In a study recently published in the Journal of Extracellular Vesicles, researchers from Kanazawa University use high-speed microscopy to capture the dynamics of nanosized sacs released from cells
Small extracellular vesicles (sEVs) are tiny sacs released by cells to deliver chemical messengers to other cells. Since sEVs are compatible with biological tissue they are being investigated as carriers for nanodrugs. However, the impact of physiological stress—such as changes in temperature—on the structure of sEVs is obscure. A research team led by Richard Wong and Keesiang Lim at Kanazawa University has now used an advanced form of microscopy to elucidate these changes in real time.
The temperature, acid, and salt levels in our bodies can fluctuate with factors such as disease. Thus, research on sEVs for drug development requires a deeper understanding of how stressful environments affect the vesicles’ structure. For their study, the team first isolated sEVs from cells. Next, using a technique known as high-speed atomic force microscopy (HS-AFM) the structure of sEVs was revealed to be either spherical or ellipsoidal in shape. HS-AFM also enabled the researchers to accurately measure the sizes of sEVs without rupturing or damaging the vesicular membranes.
The effect of varying temperatures on sEVs was the first parameter assessed. At temperatures higher than normal (37°C) body temperature the vesicles showed deformations in shape coupled with a loss of elasticity of their membranes. On the other hand, sEVs in cold conditions (4°C) had a reduced ability to release any internal material effectively.

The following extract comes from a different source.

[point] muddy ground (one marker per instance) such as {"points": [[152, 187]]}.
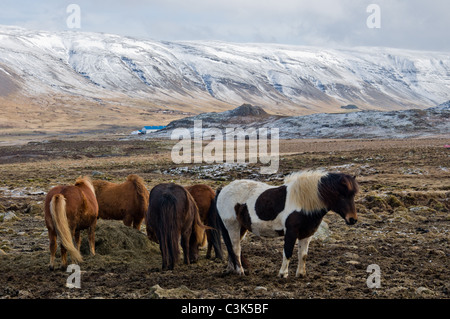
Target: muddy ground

The researchers then studied the effects of pH (acid levels) on sEVs. The physiological pH of the bloodstream is 7.4. A pH less than 7 indicates acidic conditions and anything more than that is termed alkaline. The sEVs seemed to maintain their shape in acidic conditions (pH 4) but in alkaline conditions (pH 10) they were deformed. However, at a pH of 4 the sEVs were smaller in size suggesting their internal contents had been lost.
Now, salt levels (known as osmotic pressure) at a concentration of 0.15 M are healthy. However, changes in osmotic pressure can have detrimental effects on cells. As conditions were gradually changed it was found that the spherical nature of sEVs decreased at high salt concentrations (1.8 M) but seemed to remain intact at low concentrations (0 M). After a while, vesicles in high osmotic conditions showed ruptured membranes.

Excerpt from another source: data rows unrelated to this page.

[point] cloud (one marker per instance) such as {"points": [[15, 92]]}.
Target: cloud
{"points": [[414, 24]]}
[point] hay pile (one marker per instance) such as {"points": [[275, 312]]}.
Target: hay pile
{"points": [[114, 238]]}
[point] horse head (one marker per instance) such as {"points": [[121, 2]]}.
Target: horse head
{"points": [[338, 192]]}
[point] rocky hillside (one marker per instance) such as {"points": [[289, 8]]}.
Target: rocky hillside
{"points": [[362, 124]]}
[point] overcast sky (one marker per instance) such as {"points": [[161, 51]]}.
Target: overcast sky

An understanding of these dynamics is imperative to formulating sEVs as pharmaceutical aids in different disease conditions. This study established HS-AFM as a useful tool to depict changes in sEVs under various physiological conditions in real time. “In summary, our study demonstrates the feasibility of HS-AFM for structural characterization and assessment of nanoparticles,” concludes the team.
Figure 1. Structural changes of small extracellular vesicle (sEV) in response to physicochemical stresses. sEV secreted for cell-to-cell communication, for example sending biomolecules to nuclear pore complex (NPC). HS-AFM as a nanoimaging tool show changes in the structure of sEVs at varying temperatures, pH, and osmotic pressure.

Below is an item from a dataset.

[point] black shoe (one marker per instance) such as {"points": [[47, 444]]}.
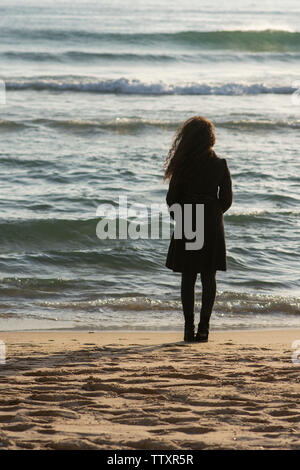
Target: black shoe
{"points": [[202, 335], [189, 333]]}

Small extracellular vesicles (sEVs): sEVs are sacs containing chemicals such as proteins, DNA, or metabolites released by cells. Usually playing the role of messengers, sEVs then deliver these chemicals to neighboring or distant cells. Hence, their shape, size, and elasticity are important for sEVs to function properly. For example, sEVs with reduced membrane elasticity might not be able to release their contents effectively.
sEVs are typically less than 200 nm in size and ferry around very small molecules. They are, therefore, under investigation for their potential role in delivering nanosized drugs/vaccines or chemicals used for diagnosis. The physical properties of sEVs in under varying physiological stress are, thus, important for understanding their behavior in different tissues and disease conditions.
High-speed atomic force microscopy (HS-AFM): Traditional AFM is a form of microscopy that utilizes a pointed lever grazing on the surface of molecules to depict their topography. As the lever moves about, it transmits signals that help create an image of the molecule’s structure. However, the rate at which signals are emitted in AFM are too low to capture any dynamic changes. HS-AFM, on the other hand, enables a faster scanning of molecules such that images can be acquired in real-time. Even minor changes to a molecule’s structure can be accurately captured.
Elma Sakinatus Sajidah, Keesiang Lim, Tomoyoshi Yamano, Goro Nishide, Yujia Qiu, Takeshi Yoshida, Hanbo Wang, Akiko Kobayashi, Masaharu Hazawa, Firli Dewi, Rikinari Hanayama, Toshio Ando, Richard Wong. Spatiotemporal tracking of small extracellular vesicle nanotopology in response to physicochemical stresses revealed by HS-AFM. Journal of Extracellular Vesicles, 2022.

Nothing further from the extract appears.